Fig. 6. Effects of the inactivation of mmpH on the growth of M. smegmatis.

A Genetic organization of mmpH and neighboring genes in M. smegmatis and in the unmarked mmpH-negative mutant. The deletion site on mmpH is marked by a cross. B PCR confirmation of M. smegmatis p2NIL-ΔmmpH-sel transformants. M, molecular weight marker; WT, amplification from M. smegmatis DNA; C, Msmeg:p2NIL-ΔmmpH-sel negative transformant; ΔmmpH, successful transformant with evident loss of a 290 bp fragment from the mmpH gene. C TLC analysis of PMPS purified from WT and ΔmmpH M. smegmatis. Tre, trehalose. Lanes 1, 2, 3 elution with 40, 60 and 80% (v/v) methanol. D Relative difference between the generation time (GT) of WT M. smegmatis and the ΔmmpH mutant (Fig. S11B) grown at the indicated temperatures in GBM. Error bars represent SEM of three replicates.

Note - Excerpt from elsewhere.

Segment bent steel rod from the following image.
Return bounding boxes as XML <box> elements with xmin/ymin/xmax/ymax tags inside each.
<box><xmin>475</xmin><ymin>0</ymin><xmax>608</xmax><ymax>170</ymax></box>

Fig. 7. Proposed self-recycling mechanism for partially conservative biogenesis of mycobacterial MMP.

This mechanism relies on the hydrolytic activity of MmpH toward MMP, followed by the synthesis of new daughter MMP molecules occurring by the coordinated action of ManT, MeT1 and pMeT3. A dashed arrow indicates putative alternating ManT and pMeT3 activities proposed to be required for full assembly of mature MMP^,. MeT1, MMP 1-O-methyltransferase; MmpH, MMP hydrolase (α-endomannosidase); pMeT3, putative MMP 3-O-methyltransferase; ManT, MMP α-(1→4)-mannosyltransferase; SAM, S-adenosyl methionine; SAH, S-adenosyl homocysteine; GDP-Man, Guanosine 5′-diphospho-α-D-mannose; GDP, Guanosine 5′-diphosphate.